Having accepted the payment, the employee referred a second dispute to the council.

Relying on the Employment Equity Act 55 of 1998 (EEA), the employee’s second claim was one for unfair discrimination. The employee claimed that he was unfairly discriminated against on the basis that other successful candidates for the same post, who were from different races to himself, were offered permanent positions while he was offered a six-month temporary contract. The matter remained unresolved after conciliation and the employee approached the Labour Court for adjudication.

The Labour Court

As a point in limine, the employer raised the issue of res judicata in the Labour Court, arguing that the subject matter of the second dispute was based on the same grounds as that which was concluded before the arbitrator. The court, per Molahlehi J, drew distinction between the employee’s two claims: The first being an unfair dismissal dispute founded in terms of the LRA, which dealt specifically with whether or not the employee’s right not to be unfairly dismissed was infringed, while the second claim relied on a separate right, found under the EEA, not to be unfairly discriminated against. Thus the subject matter that formed the basis for the second claim would be whether or not the employee was unfairly discriminated against. The court dismissed the employer’s point in limine.

The Labour Appeal Court (LAC)

Against this dismissal, the employer approached the LAC on appeal. The employer argued that the EEA did not deal with dismissal disputes but rather dealt with discrimination short of dismissal. In justifying this position, the employer relied on s 10(1) of the EEA, which reads:

‘In this section, the word “dispute” excludes a dispute about an unfair dismissal, which must be referred to the appropriate body for conciliation and arbitration or adjudication in terms of chapter VIII of the Labour Relations Act.’

In light of this, the employer argued that the employee split the same set of facts to create two causes of action. In doing so, according to the employer, the exact same facts used to determine the dismissal dispute would be drawn on to determine the unfair discrimination dispute, which in effect attracted the principle of res judicata.
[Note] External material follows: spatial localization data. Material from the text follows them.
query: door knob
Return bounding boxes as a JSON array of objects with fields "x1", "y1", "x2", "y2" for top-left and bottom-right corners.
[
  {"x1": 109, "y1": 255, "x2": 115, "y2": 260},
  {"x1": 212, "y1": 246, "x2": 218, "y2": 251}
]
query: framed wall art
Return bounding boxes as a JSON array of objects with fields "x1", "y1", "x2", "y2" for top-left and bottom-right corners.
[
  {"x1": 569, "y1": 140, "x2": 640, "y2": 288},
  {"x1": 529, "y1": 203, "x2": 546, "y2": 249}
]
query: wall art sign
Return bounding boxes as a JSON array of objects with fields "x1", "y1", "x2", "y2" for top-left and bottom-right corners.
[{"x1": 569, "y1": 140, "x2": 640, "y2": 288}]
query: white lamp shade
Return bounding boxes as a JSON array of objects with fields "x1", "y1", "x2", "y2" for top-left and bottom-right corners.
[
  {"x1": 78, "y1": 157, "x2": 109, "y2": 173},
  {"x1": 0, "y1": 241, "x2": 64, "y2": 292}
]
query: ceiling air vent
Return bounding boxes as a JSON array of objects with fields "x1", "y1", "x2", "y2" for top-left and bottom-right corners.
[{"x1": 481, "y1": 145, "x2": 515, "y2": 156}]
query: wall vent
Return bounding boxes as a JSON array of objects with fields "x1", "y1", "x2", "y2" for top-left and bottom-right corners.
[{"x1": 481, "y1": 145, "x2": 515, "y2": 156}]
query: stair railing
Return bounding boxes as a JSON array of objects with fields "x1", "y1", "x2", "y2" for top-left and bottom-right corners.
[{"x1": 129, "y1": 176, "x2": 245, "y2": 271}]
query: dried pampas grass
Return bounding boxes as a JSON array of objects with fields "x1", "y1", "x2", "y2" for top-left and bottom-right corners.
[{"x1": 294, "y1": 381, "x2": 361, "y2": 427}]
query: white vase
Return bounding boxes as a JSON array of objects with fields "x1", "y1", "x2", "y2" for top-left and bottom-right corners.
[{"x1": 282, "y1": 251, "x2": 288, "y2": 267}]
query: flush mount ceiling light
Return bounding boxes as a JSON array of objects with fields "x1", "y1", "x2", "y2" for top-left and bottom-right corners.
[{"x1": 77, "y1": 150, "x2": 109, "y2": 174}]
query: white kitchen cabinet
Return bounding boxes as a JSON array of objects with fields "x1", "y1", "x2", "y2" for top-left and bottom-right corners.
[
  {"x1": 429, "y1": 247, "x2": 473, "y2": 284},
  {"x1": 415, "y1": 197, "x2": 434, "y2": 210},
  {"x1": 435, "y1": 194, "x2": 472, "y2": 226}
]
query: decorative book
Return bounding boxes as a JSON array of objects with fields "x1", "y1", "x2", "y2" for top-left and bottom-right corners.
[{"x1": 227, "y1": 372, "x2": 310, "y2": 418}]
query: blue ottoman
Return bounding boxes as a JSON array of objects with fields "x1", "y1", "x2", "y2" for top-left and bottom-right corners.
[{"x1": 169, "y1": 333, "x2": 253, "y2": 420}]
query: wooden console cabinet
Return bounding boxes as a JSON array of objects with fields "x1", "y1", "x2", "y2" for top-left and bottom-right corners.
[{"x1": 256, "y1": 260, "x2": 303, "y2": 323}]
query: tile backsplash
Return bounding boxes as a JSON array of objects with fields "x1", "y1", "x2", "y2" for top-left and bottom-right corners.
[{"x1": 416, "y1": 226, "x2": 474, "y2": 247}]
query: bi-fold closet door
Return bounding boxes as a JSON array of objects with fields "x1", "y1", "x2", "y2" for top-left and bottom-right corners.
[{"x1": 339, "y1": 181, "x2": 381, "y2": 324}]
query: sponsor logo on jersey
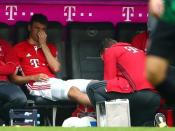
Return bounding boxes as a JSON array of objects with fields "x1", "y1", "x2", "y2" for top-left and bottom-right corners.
[{"x1": 26, "y1": 53, "x2": 31, "y2": 57}]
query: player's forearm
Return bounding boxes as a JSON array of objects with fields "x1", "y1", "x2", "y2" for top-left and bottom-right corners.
[
  {"x1": 41, "y1": 44, "x2": 61, "y2": 73},
  {"x1": 10, "y1": 74, "x2": 36, "y2": 85}
]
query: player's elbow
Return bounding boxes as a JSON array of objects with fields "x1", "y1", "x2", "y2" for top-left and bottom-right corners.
[
  {"x1": 53, "y1": 68, "x2": 59, "y2": 73},
  {"x1": 52, "y1": 64, "x2": 61, "y2": 73}
]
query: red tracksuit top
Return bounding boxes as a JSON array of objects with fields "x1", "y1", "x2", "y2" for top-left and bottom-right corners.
[
  {"x1": 103, "y1": 43, "x2": 154, "y2": 93},
  {"x1": 0, "y1": 39, "x2": 18, "y2": 81}
]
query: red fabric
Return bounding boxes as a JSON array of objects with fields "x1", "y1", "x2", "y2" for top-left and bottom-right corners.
[
  {"x1": 72, "y1": 104, "x2": 95, "y2": 117},
  {"x1": 159, "y1": 108, "x2": 174, "y2": 127},
  {"x1": 166, "y1": 109, "x2": 174, "y2": 127},
  {"x1": 14, "y1": 41, "x2": 57, "y2": 78},
  {"x1": 131, "y1": 31, "x2": 148, "y2": 52},
  {"x1": 103, "y1": 43, "x2": 155, "y2": 93},
  {"x1": 0, "y1": 39, "x2": 18, "y2": 80},
  {"x1": 159, "y1": 99, "x2": 174, "y2": 127}
]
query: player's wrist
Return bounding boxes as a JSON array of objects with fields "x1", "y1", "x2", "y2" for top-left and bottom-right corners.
[
  {"x1": 30, "y1": 75, "x2": 38, "y2": 81},
  {"x1": 40, "y1": 42, "x2": 47, "y2": 48}
]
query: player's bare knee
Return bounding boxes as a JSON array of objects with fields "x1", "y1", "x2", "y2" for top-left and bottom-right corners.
[
  {"x1": 147, "y1": 67, "x2": 166, "y2": 85},
  {"x1": 68, "y1": 86, "x2": 80, "y2": 98},
  {"x1": 146, "y1": 56, "x2": 168, "y2": 85}
]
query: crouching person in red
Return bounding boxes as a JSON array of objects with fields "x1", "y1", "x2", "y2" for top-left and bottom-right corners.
[
  {"x1": 0, "y1": 39, "x2": 27, "y2": 125},
  {"x1": 86, "y1": 38, "x2": 161, "y2": 126}
]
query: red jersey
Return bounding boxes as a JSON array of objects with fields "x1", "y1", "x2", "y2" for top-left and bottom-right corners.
[
  {"x1": 131, "y1": 31, "x2": 148, "y2": 52},
  {"x1": 14, "y1": 41, "x2": 57, "y2": 78},
  {"x1": 0, "y1": 39, "x2": 18, "y2": 80},
  {"x1": 103, "y1": 43, "x2": 154, "y2": 93}
]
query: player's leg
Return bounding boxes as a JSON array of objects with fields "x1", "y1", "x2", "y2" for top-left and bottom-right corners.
[
  {"x1": 147, "y1": 20, "x2": 175, "y2": 100},
  {"x1": 68, "y1": 87, "x2": 91, "y2": 106},
  {"x1": 0, "y1": 81, "x2": 27, "y2": 124},
  {"x1": 146, "y1": 55, "x2": 169, "y2": 85},
  {"x1": 50, "y1": 78, "x2": 93, "y2": 105},
  {"x1": 66, "y1": 79, "x2": 98, "y2": 106}
]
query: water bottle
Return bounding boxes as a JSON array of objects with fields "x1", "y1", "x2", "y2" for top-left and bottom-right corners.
[
  {"x1": 24, "y1": 119, "x2": 40, "y2": 125},
  {"x1": 37, "y1": 113, "x2": 40, "y2": 118},
  {"x1": 24, "y1": 113, "x2": 40, "y2": 126},
  {"x1": 24, "y1": 112, "x2": 32, "y2": 116},
  {"x1": 36, "y1": 113, "x2": 40, "y2": 126}
]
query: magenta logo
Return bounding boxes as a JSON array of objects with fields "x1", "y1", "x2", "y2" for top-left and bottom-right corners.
[
  {"x1": 5, "y1": 5, "x2": 18, "y2": 20},
  {"x1": 30, "y1": 59, "x2": 40, "y2": 68},
  {"x1": 64, "y1": 6, "x2": 93, "y2": 22},
  {"x1": 64, "y1": 6, "x2": 76, "y2": 21},
  {"x1": 122, "y1": 7, "x2": 134, "y2": 22}
]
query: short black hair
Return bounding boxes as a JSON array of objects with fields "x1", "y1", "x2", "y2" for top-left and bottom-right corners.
[
  {"x1": 29, "y1": 13, "x2": 48, "y2": 26},
  {"x1": 100, "y1": 38, "x2": 117, "y2": 54}
]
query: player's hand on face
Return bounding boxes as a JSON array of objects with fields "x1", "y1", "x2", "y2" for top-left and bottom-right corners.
[
  {"x1": 33, "y1": 73, "x2": 49, "y2": 82},
  {"x1": 149, "y1": 0, "x2": 164, "y2": 18},
  {"x1": 37, "y1": 31, "x2": 47, "y2": 46}
]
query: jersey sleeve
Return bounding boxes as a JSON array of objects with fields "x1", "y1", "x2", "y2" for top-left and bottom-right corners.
[{"x1": 0, "y1": 40, "x2": 19, "y2": 75}]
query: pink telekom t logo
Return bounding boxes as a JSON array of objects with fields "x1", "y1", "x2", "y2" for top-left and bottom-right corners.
[
  {"x1": 5, "y1": 5, "x2": 18, "y2": 20},
  {"x1": 122, "y1": 7, "x2": 134, "y2": 22},
  {"x1": 64, "y1": 6, "x2": 76, "y2": 21},
  {"x1": 30, "y1": 59, "x2": 40, "y2": 68}
]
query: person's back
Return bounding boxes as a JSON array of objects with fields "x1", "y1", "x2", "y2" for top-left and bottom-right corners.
[{"x1": 103, "y1": 42, "x2": 154, "y2": 93}]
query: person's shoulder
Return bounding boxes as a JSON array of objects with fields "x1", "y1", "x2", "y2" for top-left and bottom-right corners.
[
  {"x1": 0, "y1": 38, "x2": 13, "y2": 49},
  {"x1": 47, "y1": 43, "x2": 56, "y2": 47},
  {"x1": 0, "y1": 38, "x2": 10, "y2": 45},
  {"x1": 117, "y1": 42, "x2": 144, "y2": 53},
  {"x1": 105, "y1": 43, "x2": 120, "y2": 52},
  {"x1": 116, "y1": 42, "x2": 131, "y2": 46},
  {"x1": 0, "y1": 38, "x2": 7, "y2": 42},
  {"x1": 47, "y1": 43, "x2": 57, "y2": 50},
  {"x1": 14, "y1": 40, "x2": 29, "y2": 51},
  {"x1": 134, "y1": 31, "x2": 148, "y2": 38},
  {"x1": 139, "y1": 31, "x2": 148, "y2": 36},
  {"x1": 14, "y1": 40, "x2": 28, "y2": 48}
]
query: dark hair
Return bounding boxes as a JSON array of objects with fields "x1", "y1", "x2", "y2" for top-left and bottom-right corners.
[
  {"x1": 29, "y1": 13, "x2": 48, "y2": 26},
  {"x1": 100, "y1": 38, "x2": 117, "y2": 54}
]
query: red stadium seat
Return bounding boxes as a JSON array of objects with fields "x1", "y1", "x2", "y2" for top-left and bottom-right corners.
[{"x1": 116, "y1": 22, "x2": 147, "y2": 43}]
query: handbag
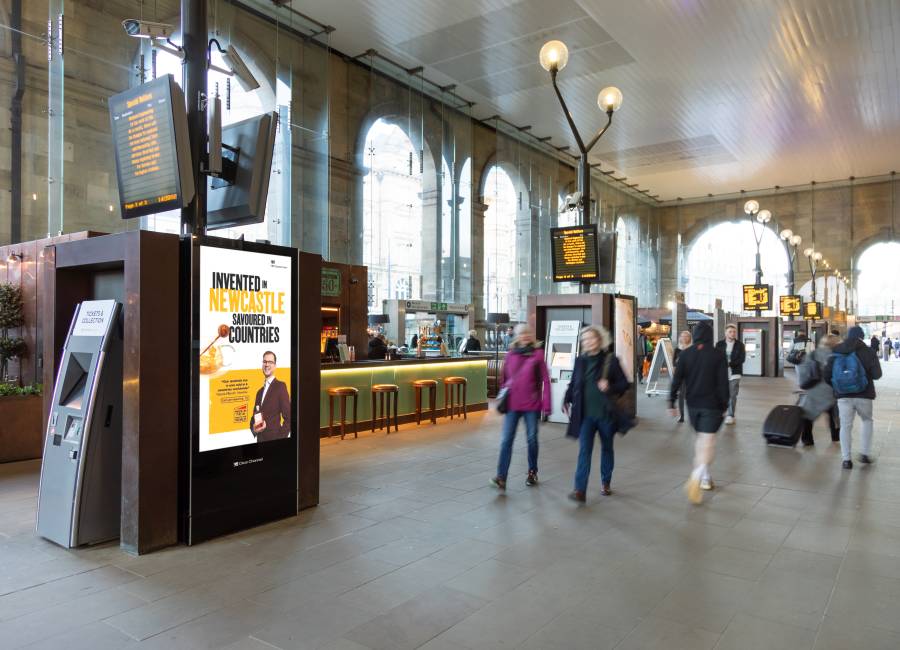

To this, the LAC held the following at paras 15 to 18:

‘The decision upon which appellant relies in the present dispute was based on the following factual matrix: A contract of limited duration, that is for six months, had been concluded between the parties, respondent had a reasonable expectation that he would have been employed for the defined period and that, without justification, appellant terminated the contract prior to the completion of the specified term. On the basis of these facts, the arbitrator found the dismissal to be substantively and procedurally unfair and thus awarded compensation.

By contrast, the case brought before the court a quo on the basis of a breach of the EEA was predicated on respondent’s contention that a white and Indian person had been preferred to him, when appointments were made pursuant to the advertisements placed by appellant on 4 April 2004. …

When the relevant facts are set out thus, it is clear that the second case brought by respondent was predicated on an allegation of unfair discrimination as set in section 6 of the EEA. This dispute requires a completely different determination to that which confronted the arbitrator, which turned on the fairness of an early termination of the contract. In the case based on the EEA, the court was required to make a determination as to whether there had been unfair discrimination in the refusal to appoint the respondent to a permanent position and the concomitant preferences given to other applicants who were of a different racial group.

For this reason, it cannot be said that either the same issue of fact or law, which was an essential element in the determination by the arbitrator, applies in respect of the dispute brought under the EEA.’

The appeal was dismissed with costs.

Moksha Naidoo BA (Wits) LLB (UKZN) is an advocate at the Johannesburg Bar.